Two retrospective studies (see references) presented a small case series of tacrolimus induced hyponatraemia in lung transplant recipients, which has not been reported in lung transplant patients previously. We present two cases of Syndrome of Inappropriate Anti-Diuretic Hormone Secretion in post bilateral lung transplant cystic fibrosis patients on tacrolimus.
First case is a 34 year old gentleman who underwent bilateral sequential lung transplantation via bilateral anterior thoracotomies. He was commenced on prednisolone and tacrolimus.
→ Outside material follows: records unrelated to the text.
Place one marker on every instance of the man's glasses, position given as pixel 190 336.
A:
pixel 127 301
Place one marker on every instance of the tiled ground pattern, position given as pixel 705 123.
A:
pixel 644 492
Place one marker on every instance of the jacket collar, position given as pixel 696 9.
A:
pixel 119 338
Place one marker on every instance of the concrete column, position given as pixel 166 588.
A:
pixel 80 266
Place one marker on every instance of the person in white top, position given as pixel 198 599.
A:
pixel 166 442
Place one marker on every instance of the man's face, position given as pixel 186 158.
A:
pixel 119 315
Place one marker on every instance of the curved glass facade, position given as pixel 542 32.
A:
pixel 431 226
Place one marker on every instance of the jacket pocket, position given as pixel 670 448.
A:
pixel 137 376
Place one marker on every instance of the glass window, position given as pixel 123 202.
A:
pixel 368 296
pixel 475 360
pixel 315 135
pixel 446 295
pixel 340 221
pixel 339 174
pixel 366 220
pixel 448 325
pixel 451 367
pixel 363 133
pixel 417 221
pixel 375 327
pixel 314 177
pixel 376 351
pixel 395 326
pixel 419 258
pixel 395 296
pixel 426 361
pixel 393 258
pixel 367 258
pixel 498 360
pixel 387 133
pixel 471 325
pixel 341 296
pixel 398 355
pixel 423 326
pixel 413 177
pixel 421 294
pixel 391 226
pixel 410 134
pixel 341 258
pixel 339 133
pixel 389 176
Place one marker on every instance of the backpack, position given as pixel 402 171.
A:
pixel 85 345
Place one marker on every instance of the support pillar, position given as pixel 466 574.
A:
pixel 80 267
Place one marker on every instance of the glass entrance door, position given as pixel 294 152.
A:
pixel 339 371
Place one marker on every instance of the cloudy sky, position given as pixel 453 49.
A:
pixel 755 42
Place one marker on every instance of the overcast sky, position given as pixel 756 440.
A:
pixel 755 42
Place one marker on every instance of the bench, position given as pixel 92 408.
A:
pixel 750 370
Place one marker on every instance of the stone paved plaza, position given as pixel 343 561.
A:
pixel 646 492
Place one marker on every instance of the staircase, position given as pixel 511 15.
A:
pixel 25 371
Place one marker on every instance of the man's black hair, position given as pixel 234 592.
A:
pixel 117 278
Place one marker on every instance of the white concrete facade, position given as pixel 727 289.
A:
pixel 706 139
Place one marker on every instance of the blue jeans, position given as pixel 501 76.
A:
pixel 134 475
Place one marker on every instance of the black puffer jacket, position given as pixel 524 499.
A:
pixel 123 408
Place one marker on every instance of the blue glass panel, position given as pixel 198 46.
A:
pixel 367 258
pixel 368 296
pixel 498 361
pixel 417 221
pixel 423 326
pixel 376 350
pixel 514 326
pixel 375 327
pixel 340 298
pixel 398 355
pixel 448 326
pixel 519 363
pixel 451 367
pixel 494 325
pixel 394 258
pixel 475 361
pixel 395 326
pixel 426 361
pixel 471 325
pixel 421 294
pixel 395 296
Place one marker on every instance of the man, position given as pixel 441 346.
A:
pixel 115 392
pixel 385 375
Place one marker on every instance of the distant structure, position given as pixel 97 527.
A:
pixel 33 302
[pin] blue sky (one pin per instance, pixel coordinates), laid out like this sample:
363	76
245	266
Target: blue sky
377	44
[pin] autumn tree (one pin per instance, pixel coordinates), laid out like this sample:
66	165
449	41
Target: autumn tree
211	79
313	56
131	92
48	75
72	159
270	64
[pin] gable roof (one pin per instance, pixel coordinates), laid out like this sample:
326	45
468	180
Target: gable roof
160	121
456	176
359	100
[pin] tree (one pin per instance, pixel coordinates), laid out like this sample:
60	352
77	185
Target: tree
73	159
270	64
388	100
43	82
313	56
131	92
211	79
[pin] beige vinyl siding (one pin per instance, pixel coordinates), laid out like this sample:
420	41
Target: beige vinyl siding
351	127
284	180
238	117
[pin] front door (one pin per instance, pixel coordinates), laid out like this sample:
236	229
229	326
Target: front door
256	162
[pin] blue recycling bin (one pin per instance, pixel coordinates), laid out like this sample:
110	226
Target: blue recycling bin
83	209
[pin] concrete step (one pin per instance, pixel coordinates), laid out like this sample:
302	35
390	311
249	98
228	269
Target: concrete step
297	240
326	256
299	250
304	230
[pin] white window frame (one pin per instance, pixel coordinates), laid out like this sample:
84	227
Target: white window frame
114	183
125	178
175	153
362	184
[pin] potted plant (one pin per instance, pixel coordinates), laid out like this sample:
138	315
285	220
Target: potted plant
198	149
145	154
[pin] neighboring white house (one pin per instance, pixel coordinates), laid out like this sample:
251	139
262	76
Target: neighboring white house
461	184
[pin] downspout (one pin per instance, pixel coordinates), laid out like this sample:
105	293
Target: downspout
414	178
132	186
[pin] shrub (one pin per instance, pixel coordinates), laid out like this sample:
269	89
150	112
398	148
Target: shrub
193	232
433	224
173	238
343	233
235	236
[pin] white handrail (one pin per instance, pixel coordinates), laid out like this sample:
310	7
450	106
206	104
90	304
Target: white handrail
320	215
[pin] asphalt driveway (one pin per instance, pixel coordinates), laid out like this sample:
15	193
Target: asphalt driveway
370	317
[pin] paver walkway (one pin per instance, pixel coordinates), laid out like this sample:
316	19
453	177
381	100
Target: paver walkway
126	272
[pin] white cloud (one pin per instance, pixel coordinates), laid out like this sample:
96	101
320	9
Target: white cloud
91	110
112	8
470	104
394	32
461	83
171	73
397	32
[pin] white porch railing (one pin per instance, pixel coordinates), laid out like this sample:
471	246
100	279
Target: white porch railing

His immediate post-operative course was complicated by Clostridium difficile, subcutaneous emphysema and a hyponatraemic seizure 2 weeks post-transplant which required an ICU admission for hypertonic saline and close monitoring. His sodium decreased from 133 mmol/L pre-lung transplant to 117 mmol/L on day of seizure. Concurrent plasma osmolality was 261 mmol/kg [275-295 mmol/kg], urinary osmolality was 636mmol/kg and urinary sodium 36mmol/L. Post-acute management of hyponatraemia, tacrolimus was changed to cyclosporine. Patient’s medical history includes CF related diabetes and pancreatic exocrine insufficiency, and he was normoglycaemic during the seizure. Hyponatraemia screening bloods included HbA1c of 5.6%, TSH 1.80 mu/L [0.4 – 4.0], fT4 11 pmol/L [9-19] and a cortisol 770 nmol/L (on prednisolone).
Second case is a 54 year old gentleman, 5 months post bilateral lung transplant also on tacrolimus, who presented to hospital with 2 week history of abdominal crampy pain and watery non-bloody diarrhoea. Tests for pancreatitis, inflammatory bowel disease, carcinoid and amyloidosis were unremarkable. His sodium decreased from 140 to 117 mmol/L, plasma osmolality was 248 mmol/kG with a urine sodium 162 mmol. Patient’s hyponatraemia resolved with aggressive fluid restriction (600ml). Hyponatraemia screening tests included TSH 1.10 mU/L [0.4 – 4.0], fT4 15 pmol/L [9-19 pmol/l] and a HbA1c 6.4%.